Houston has been especially hard hit, with some hospitals in the city seeing as much as 47 percent more COVID-19 patients than they did a week ago.

Dr. Umair Shah, head of public health for Harris County, where Houston is located, sent a letter to HHS and FEMA on June 20 asking them to extend federal support for sites in the city.

Dr. Shah was joined in his demand by City of Houston Public Health Authority Dr. David Persse, who sent a separate letter to HHS on the same day asking for an extension for federal support for the sites.

Four members of Congress representing parts of Houston and its suburbs sent a letter to the Trump administration on Tuesday evening also demanding that the sites remain open.

The demand for continued support for the sites appears to exist outside of the hotspot state of Texas.

In relatively mildly hit Colorado, for example, the federal government has continued to support a testing site in Pueblo County.

Randy Evetts, public health director for the Pueblo Department of Public Health and Environment, said on a press call on Tuesday that he expected his state department of health would step in to keep the site open.

“We’ve been requesting it since end of May, first part of June, and we have been told that we have been able to extend it,” Evetts said. “It’s coordinated very closely with our state emergency management department, and so I’m not completely clear if it’s going to remain an HHS site or if it’s going to be a state site.”

Pueblo’s site tests 250 people a day. For Evetts, that’s a significant help.

“We’re looking at trying to expand our testing so that we have the capacity and capability to reach out to vulnerable populations that cant get access,” he added.
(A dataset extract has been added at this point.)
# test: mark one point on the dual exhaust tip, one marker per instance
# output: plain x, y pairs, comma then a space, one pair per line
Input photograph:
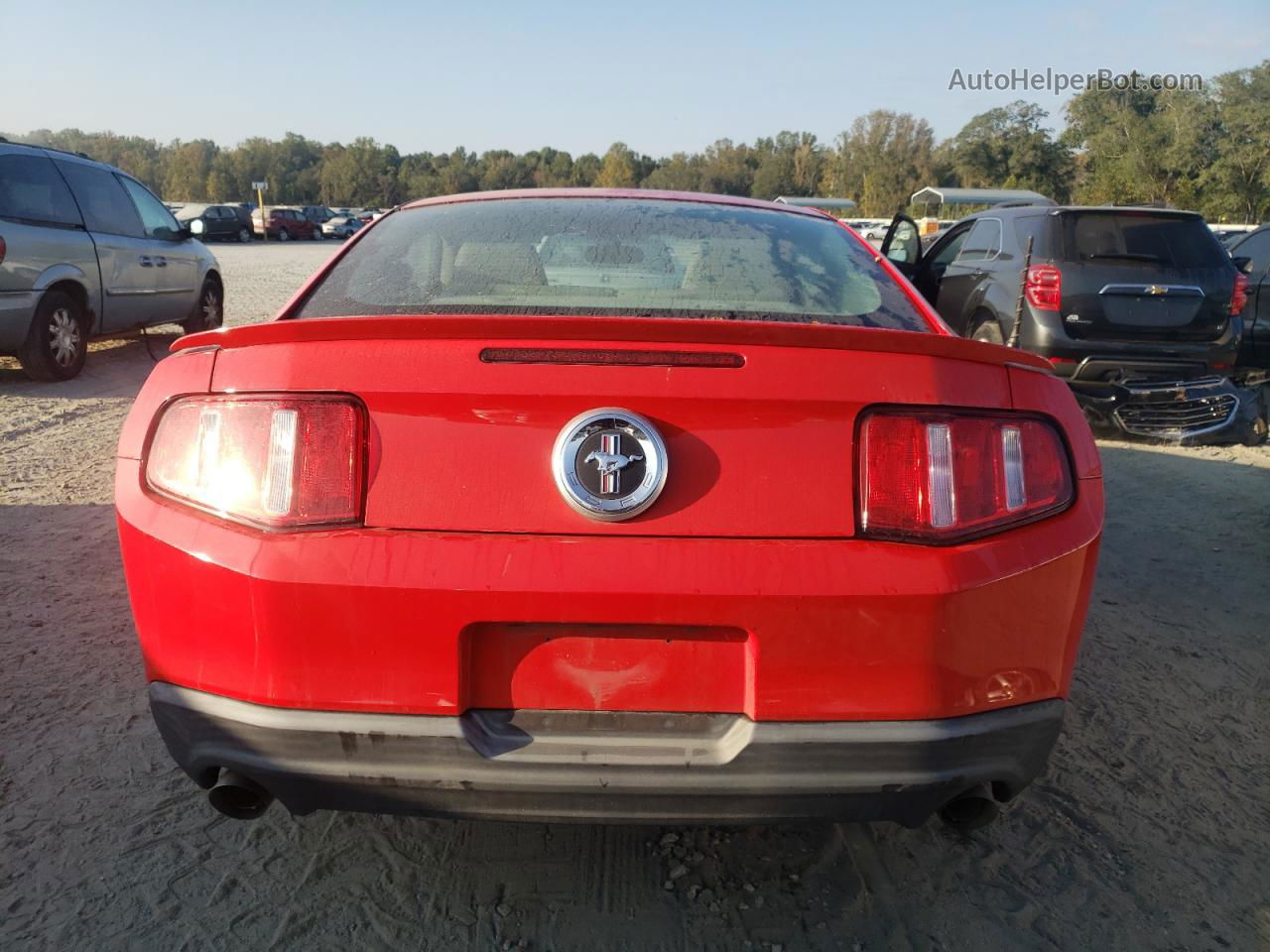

In Pennsylvania, the feds have continued to support a site that was nearly closed in April. But that one — in Montgomery county — would also lose support at the end of this month.

A spokesperson for Rep. Madeleine Dean (D-PA) told TPM that her office “is reaching out to our Governor’s office to discuss this and lobby the federal government to keep this necessary community-based testing sites in place.”

“Rep. Dean is especially concerned about this plan considering Dr. Fauci’s testimony yesterday and the nationwide upward trend of Coronavirus cases,” the spokesperson added.